Molecular biology assay service
Commitment: Our testing process strictly follows international standards and specifications to ensure the accuracy and reliability of results. Our laboratory facilities are fully equipped with the latest instruments and leading analytical methods. We strictly control every step, from sample collection and processing to data analysis, to ensure clients receive trustworthy test results.

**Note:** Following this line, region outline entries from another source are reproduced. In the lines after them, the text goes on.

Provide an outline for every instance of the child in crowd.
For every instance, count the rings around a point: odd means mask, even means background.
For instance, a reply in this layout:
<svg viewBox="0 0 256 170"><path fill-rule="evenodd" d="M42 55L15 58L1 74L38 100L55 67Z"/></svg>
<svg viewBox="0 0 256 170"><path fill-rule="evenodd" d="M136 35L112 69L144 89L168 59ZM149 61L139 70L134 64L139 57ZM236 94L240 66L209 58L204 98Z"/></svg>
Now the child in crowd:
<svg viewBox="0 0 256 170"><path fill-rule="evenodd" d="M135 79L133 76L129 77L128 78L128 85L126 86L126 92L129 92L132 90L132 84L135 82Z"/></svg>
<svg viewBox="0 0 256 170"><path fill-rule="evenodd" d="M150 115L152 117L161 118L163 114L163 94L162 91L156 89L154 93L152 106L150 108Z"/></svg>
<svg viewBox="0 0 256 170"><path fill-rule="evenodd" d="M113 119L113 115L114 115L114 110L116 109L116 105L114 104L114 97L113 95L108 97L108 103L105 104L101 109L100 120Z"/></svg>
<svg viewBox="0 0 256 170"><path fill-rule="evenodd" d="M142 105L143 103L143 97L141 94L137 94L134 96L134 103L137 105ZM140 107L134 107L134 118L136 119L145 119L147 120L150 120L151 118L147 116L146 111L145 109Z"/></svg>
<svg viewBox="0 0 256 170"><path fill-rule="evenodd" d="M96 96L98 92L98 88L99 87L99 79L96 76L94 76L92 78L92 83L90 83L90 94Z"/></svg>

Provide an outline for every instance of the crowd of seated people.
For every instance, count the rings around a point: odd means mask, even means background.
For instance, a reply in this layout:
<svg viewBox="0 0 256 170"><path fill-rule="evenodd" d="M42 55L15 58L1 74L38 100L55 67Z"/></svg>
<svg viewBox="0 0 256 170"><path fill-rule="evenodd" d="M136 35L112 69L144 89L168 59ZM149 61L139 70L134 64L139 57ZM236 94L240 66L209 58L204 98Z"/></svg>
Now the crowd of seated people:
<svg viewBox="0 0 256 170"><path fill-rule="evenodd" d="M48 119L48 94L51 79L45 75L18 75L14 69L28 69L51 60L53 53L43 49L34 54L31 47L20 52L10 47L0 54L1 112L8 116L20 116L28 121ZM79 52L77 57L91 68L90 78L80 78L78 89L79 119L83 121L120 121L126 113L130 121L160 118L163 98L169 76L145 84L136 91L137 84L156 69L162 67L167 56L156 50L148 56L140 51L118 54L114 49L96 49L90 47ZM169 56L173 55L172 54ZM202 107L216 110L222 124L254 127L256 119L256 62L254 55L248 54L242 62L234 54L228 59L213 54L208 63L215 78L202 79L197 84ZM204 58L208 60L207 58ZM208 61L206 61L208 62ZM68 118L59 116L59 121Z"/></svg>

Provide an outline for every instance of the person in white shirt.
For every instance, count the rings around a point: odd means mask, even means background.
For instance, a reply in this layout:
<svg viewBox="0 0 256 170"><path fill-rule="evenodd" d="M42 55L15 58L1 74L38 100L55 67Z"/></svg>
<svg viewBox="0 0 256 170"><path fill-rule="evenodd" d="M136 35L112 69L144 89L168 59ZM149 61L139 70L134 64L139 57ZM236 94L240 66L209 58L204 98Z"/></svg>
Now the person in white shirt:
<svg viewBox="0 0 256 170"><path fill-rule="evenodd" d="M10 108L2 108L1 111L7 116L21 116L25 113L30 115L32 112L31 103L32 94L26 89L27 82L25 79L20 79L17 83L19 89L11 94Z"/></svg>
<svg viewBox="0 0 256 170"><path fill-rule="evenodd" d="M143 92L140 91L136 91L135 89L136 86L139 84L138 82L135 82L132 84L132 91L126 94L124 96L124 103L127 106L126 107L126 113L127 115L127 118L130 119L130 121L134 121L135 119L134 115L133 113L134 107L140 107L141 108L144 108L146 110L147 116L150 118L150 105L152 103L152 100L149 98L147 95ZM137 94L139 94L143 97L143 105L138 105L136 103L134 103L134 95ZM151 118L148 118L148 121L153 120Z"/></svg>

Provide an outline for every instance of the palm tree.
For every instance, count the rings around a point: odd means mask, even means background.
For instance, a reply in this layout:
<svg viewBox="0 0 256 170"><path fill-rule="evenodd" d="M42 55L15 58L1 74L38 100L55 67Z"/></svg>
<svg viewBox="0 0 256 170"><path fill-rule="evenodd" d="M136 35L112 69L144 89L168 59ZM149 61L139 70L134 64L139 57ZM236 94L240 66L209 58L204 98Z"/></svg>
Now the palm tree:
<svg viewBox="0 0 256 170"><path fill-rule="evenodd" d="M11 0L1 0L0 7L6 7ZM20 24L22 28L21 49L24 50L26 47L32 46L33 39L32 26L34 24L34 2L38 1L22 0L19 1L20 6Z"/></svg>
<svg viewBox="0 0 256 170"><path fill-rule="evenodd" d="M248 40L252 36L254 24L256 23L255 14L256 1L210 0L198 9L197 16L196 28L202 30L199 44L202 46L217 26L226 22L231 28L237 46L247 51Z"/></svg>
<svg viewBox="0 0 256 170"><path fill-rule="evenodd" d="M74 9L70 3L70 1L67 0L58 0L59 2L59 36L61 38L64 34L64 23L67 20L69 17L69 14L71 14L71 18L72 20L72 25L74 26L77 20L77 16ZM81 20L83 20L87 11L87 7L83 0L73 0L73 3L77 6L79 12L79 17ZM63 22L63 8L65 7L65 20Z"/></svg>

Molecular Biology Assay Service – Comprehensive Nucleic Acid Analysis, Gene Expression Profiling and Genotyping for Research, Diagnostics and Biopharmaceutical Development
As an ISO/IEC 17025 accredited contract testing laboratory, we provide a comprehensive suite of molecular biology assay services to pharmaceutical, biotechnology, diagnostic, agricultural, and academic clients. Our state‑of‑the‑art molecular biology facility is equipped with real‑time PCR systems, digital PCR platforms, next‑generation sequencers, capillary electrophoresis instruments, and automated nucleic acid extraction workstations. We deliver accurate, reproducible, and regulatory‑compliant molecular data that supports target discovery, biomarker validation, genetic stability testing, pathogen detection, and pharmacogenomics. All methods are aligned with ICH Q2(R1), FDA Guidance for Bioanalytical Method Validation, EMA Guideline on Bioanalytical Method Validation, CLSI guidelines, and ISO standards, and our reports are recognised by the National Medical Products Administration (NMPA), the U.S. Food and Drug Administration (FDA), the European Medicines Agency (EMA), and the World Health Organization (WHO) for product registration, clinical trial submissions, and quality assurance.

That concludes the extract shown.